Sunday, October 30, 2005

i am a really strong cylinder

bit of a random personal post here... just been going through some boxes and found my 'big red book', a scrap book type thing that i kept from about 16 to 20....
there's a couple of things that really made my heart ache. my best friend, karen williams, died in december 2002. there's some stuff she put in my book that has made me feel more than ever how much i miss her. so i kind of feel like i should post it to get it out of my system. here goes...

Hello. My name is Karen and I am Zoe's friend. We are both going through massive changes at this time, we are both - in very different ways - beginning to metamorphosise into what + who we are truly meant to be. We will get to the other side of these changes. We are both strong & somewhat amazing women. Courage & fortitude, faith & the ability to change - we are incredible - why wouldn't we be with all the shit that has rained down on us. We would have drowned by now had we not been as strong as we are - all we need to do is draw on our reserves of power & we will win. We have won already."

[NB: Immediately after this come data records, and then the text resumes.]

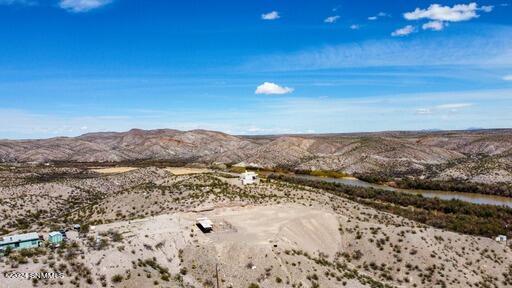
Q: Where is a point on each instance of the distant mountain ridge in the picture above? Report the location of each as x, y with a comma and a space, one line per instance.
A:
479, 155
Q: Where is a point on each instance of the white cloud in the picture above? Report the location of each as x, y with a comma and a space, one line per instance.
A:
272, 88
454, 106
459, 12
270, 16
332, 19
456, 13
434, 25
379, 15
423, 111
18, 2
487, 9
404, 31
78, 6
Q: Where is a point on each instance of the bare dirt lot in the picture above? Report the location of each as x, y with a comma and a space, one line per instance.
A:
186, 170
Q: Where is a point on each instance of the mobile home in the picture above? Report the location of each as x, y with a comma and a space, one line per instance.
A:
20, 241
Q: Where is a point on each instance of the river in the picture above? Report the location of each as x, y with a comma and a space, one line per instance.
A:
445, 195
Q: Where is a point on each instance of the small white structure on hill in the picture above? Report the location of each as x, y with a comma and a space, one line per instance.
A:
501, 238
204, 224
248, 178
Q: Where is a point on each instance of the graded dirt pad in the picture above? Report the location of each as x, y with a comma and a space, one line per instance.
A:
186, 170
287, 226
113, 170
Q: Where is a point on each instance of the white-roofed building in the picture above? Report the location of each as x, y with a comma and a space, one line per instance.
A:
20, 241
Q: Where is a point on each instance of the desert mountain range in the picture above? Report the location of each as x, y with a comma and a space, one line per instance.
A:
480, 155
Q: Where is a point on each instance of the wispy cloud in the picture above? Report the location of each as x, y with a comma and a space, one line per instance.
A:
454, 106
78, 6
272, 88
331, 19
270, 16
489, 48
404, 31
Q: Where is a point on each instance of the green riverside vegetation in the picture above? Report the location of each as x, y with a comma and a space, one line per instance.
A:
453, 215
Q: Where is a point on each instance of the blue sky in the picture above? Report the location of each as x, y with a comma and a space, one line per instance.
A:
69, 67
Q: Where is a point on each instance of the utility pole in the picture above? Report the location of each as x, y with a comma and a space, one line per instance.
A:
217, 273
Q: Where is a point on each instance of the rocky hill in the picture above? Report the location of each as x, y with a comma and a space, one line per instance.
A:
482, 156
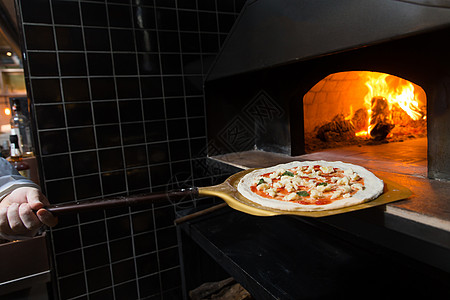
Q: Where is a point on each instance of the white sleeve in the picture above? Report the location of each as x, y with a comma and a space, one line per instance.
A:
10, 179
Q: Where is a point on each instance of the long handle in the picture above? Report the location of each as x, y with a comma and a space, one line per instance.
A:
93, 205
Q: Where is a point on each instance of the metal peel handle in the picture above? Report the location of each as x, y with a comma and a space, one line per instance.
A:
94, 205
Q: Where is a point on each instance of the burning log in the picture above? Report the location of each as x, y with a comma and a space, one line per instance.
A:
359, 119
380, 123
337, 130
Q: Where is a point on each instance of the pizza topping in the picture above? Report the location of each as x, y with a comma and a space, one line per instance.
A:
308, 184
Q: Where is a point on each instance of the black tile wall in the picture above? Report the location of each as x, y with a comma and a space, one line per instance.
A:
118, 108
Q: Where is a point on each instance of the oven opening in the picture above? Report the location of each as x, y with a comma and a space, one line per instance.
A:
363, 108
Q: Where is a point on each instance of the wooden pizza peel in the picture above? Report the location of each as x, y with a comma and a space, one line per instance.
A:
229, 193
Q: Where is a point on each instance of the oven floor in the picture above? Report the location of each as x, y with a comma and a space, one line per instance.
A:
405, 163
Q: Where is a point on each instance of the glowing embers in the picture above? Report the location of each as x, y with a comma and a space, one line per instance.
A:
363, 107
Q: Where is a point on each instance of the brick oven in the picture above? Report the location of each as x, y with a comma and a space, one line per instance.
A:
290, 69
257, 90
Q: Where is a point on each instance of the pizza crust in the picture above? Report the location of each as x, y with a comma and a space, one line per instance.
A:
373, 187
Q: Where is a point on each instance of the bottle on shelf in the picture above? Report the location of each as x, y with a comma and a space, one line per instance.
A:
20, 126
16, 158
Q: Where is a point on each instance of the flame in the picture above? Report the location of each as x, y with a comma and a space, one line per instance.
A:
397, 91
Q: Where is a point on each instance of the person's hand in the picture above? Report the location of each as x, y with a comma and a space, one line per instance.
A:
17, 216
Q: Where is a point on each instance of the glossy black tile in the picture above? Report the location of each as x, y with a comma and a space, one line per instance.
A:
113, 182
144, 243
119, 227
97, 39
56, 166
190, 42
130, 110
166, 237
66, 12
36, 11
94, 14
50, 116
121, 249
173, 86
88, 187
72, 64
127, 87
168, 258
102, 294
96, 256
190, 4
66, 239
198, 147
102, 88
151, 87
175, 108
195, 106
78, 114
144, 17
149, 64
69, 38
100, 64
60, 191
188, 20
166, 19
124, 271
69, 262
133, 133
154, 109
207, 21
226, 5
147, 264
122, 40
93, 233
179, 150
127, 290
226, 22
156, 131
108, 136
46, 90
98, 278
177, 129
125, 64
43, 64
106, 112
146, 40
193, 85
53, 142
160, 174
72, 286
192, 64
81, 138
111, 159
84, 163
158, 153
39, 37
135, 156
197, 127
150, 286
168, 41
171, 64
75, 89
119, 15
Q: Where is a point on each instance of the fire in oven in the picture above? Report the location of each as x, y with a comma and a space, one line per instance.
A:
363, 108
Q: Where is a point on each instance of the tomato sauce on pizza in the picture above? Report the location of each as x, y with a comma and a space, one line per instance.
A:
306, 185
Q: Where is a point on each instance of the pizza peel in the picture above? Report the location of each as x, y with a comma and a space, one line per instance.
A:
229, 193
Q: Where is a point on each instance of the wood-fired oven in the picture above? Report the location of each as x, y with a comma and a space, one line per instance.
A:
259, 89
303, 79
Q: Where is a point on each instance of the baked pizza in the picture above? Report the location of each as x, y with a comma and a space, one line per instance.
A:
311, 186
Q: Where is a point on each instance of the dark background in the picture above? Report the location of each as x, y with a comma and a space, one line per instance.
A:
118, 108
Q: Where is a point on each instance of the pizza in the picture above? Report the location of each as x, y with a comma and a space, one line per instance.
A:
311, 186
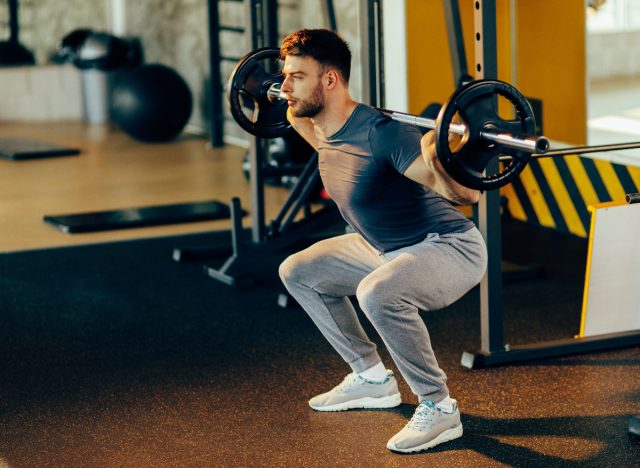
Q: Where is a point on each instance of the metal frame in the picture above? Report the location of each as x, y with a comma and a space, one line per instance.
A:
284, 230
456, 42
493, 350
371, 47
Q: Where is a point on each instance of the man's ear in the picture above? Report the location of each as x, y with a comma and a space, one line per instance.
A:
332, 78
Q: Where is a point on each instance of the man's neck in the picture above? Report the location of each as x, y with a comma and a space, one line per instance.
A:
333, 117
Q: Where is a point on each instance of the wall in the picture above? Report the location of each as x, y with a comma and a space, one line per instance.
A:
613, 55
174, 33
542, 70
43, 23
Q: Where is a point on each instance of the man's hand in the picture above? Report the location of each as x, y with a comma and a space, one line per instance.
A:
442, 182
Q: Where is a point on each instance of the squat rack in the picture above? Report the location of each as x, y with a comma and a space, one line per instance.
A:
493, 349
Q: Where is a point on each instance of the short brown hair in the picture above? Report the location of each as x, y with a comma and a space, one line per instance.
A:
323, 45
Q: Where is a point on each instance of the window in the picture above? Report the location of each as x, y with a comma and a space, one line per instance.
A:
613, 15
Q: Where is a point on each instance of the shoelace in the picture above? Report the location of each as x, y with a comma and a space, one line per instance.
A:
349, 380
422, 416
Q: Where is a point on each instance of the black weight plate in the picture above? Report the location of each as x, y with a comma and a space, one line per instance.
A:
476, 103
247, 94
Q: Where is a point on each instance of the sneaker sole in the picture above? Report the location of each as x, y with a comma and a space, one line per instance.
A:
368, 402
446, 436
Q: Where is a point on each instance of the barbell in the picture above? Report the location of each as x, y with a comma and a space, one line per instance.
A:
258, 105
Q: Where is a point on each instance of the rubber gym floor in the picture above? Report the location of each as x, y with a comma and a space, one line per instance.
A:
114, 355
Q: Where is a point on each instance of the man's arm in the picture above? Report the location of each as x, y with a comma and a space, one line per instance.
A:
304, 127
427, 170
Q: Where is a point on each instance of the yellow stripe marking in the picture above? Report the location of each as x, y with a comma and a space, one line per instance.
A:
634, 172
537, 199
614, 187
585, 187
587, 275
568, 210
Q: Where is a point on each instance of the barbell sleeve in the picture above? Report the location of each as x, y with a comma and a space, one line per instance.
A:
528, 143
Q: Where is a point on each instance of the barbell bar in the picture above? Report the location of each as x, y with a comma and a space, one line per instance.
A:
531, 144
487, 136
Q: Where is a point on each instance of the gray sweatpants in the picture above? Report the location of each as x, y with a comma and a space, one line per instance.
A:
391, 288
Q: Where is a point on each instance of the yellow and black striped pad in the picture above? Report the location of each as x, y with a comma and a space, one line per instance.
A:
555, 192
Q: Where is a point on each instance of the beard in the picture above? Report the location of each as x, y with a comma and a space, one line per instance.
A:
312, 106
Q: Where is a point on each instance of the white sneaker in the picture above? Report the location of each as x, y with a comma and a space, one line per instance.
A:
358, 392
428, 427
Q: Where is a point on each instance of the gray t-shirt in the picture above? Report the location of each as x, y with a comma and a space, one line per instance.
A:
361, 167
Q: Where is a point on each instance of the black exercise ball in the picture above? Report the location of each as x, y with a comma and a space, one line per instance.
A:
151, 103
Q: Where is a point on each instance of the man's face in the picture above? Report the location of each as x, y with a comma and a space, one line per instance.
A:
303, 86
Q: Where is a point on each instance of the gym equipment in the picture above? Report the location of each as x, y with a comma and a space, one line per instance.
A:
251, 87
634, 425
486, 135
151, 103
250, 91
138, 217
284, 161
12, 52
19, 149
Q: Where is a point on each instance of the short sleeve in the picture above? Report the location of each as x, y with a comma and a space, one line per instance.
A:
395, 143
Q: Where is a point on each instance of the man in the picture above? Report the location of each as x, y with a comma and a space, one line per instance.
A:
411, 249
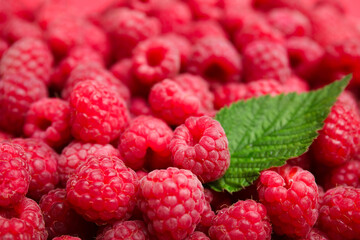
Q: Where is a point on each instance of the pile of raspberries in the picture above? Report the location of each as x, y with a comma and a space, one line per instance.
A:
107, 126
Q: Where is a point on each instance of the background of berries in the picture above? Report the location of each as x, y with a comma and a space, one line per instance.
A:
118, 96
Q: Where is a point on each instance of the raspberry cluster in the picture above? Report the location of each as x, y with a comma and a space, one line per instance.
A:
107, 126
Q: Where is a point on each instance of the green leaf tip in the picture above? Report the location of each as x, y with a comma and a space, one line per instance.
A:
264, 132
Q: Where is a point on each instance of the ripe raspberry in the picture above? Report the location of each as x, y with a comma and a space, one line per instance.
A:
97, 114
103, 190
215, 59
127, 28
94, 72
264, 59
23, 221
242, 220
338, 213
125, 230
154, 60
172, 201
289, 22
226, 94
290, 196
16, 96
338, 141
49, 120
305, 55
144, 143
77, 55
60, 218
77, 152
200, 145
15, 176
28, 57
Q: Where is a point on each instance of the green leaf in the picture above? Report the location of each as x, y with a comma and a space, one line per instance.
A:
264, 132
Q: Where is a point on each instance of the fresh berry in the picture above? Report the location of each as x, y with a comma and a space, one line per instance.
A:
23, 221
97, 114
200, 145
77, 152
49, 120
29, 58
145, 143
172, 201
16, 96
242, 220
103, 190
290, 196
125, 230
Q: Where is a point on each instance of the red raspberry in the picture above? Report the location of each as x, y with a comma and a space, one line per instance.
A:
49, 120
242, 220
125, 230
305, 55
200, 145
94, 72
97, 114
154, 60
16, 96
145, 143
226, 94
103, 190
264, 59
172, 201
215, 59
17, 28
23, 221
77, 152
338, 141
289, 22
338, 213
127, 28
15, 176
263, 87
77, 55
28, 57
60, 218
42, 162
290, 196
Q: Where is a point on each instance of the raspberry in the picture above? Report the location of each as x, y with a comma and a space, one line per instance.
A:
264, 59
172, 201
103, 190
23, 221
77, 55
49, 120
290, 196
97, 114
15, 176
76, 153
229, 93
338, 141
170, 102
127, 28
145, 143
305, 55
60, 218
126, 230
289, 22
16, 96
28, 57
94, 72
242, 220
200, 145
215, 59
338, 213
154, 60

This is followed by her own cartoon of her with the following annotations:
"really strong cylinder, you could stand on it"
shadow (of pain & sadness)
squidgy stuff
poorly foot.

can't get the cartoon to upload onto here, here's a pic of us in amsterdam on new years day 2001 instead. her on the left and me on the right.

she described me as a "large floppy sunflower".


just a few more things about her. she once literally pissed herself laughing at the awfulness of some tack in a charity shop. she also pissed herself when she got her head stuck in some railings. at the age of 28. she often experimented to see what the birds that came outside her front door liked to eat (apparently muesli goes down a treat but they ain't keen on sugar puffs). she didn't think her acid was doing anything until she saw peter rabbit rolling logs. she made me cry because she loved me. she would, on meeting someone she fancied, set herself a challenge to lick a part of their clothing without them noticing (hence the phrase 'i leeek your fleece' when spying totty in the distance). she was mortified at the fact that her mum would find her vibrator on clearing the house after she was gone. she went out with a bloke we nicknamed 'the turk', who was mortified by said vibrator.

and i reckon she's up there somewhere laughing her ass off at me.